Petty Officer 3rd Class Alfred E. Livingston, seen in this Navy photo, died in the Japanese attack on Pearl Harbor in 1941.
Sailor killed in Pearl Harbor attack buried in Indiana
Alfred E. Livingston's remains were not identified for 65 years
WORTHINGTON, Ind. » The remains of a sailor from southern Indiana killed during the Japanese attack on Pearl Harbor 65 years ago were finally laid to rest yesterday in his hometown.
Petty Officer 3rd Class Alfred E. Livingston of Worthington was a crew member aboard the USS Oklahoma when Japanese planes and submarines attacked it and 20 other ships of the U.S. Pacific fleet on Dec. 7, 1941.
The Navy said Livingston's body was identified after a World War II historian contacted the military last February with suspicions that an unidentified body might be Livingston, citing that only two men with that last name had been killed at Pearl Harbor.
The remains were disinterred and matched after dental records and skeletal structures were compared, said Chief Petty Officer Hugh C. Laughlin of the Navy Office of Community Outreach in Indianapolis.

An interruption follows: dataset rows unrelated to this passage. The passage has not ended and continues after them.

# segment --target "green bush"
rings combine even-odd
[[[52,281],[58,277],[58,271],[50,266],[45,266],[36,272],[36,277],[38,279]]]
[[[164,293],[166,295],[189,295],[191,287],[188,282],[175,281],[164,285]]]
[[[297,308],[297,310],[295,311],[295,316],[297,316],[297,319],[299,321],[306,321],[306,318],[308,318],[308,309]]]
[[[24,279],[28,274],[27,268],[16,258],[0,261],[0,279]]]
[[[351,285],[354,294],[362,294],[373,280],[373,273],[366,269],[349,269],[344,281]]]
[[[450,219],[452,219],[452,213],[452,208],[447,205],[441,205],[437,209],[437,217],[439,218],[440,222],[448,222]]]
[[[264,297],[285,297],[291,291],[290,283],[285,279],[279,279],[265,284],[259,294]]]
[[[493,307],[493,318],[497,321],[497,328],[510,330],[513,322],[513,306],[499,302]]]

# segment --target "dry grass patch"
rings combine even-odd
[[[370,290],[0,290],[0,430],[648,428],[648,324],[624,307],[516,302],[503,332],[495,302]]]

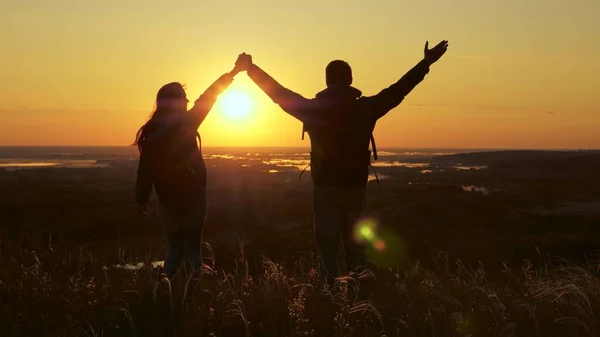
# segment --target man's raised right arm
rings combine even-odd
[[[319,114],[315,112],[319,110],[319,105],[314,99],[305,98],[285,88],[254,63],[248,64],[246,70],[252,81],[283,111],[301,122],[311,122],[318,118]]]

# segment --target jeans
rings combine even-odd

Genetic testing was impossible because formaldehyde had corrupted remaining DNA, Laughlin said.
Livingston's nephew, Ken Livingston, 57, of Indianapolis, said the return of his uncle to the family in the Greene County town of Worthington, about 30 miles southeast of Terre Haute, ends years of speculation.
"Some thought he went down with the ship," Livingston said. "Some even thought he might have been on the Arizona. At least now we know the whole story."
The Navy said military officials sorting the dead after the attack mistakenly identified Livingston's body as a crew member aboard the Arizona. Unable to match his remains to a ship roster then, they identified his body as X-99 and buried him in Hawaii.
More than 3,500 U.S. service members were killed or wounded in the Japanese raid that pushed the United States into World War II.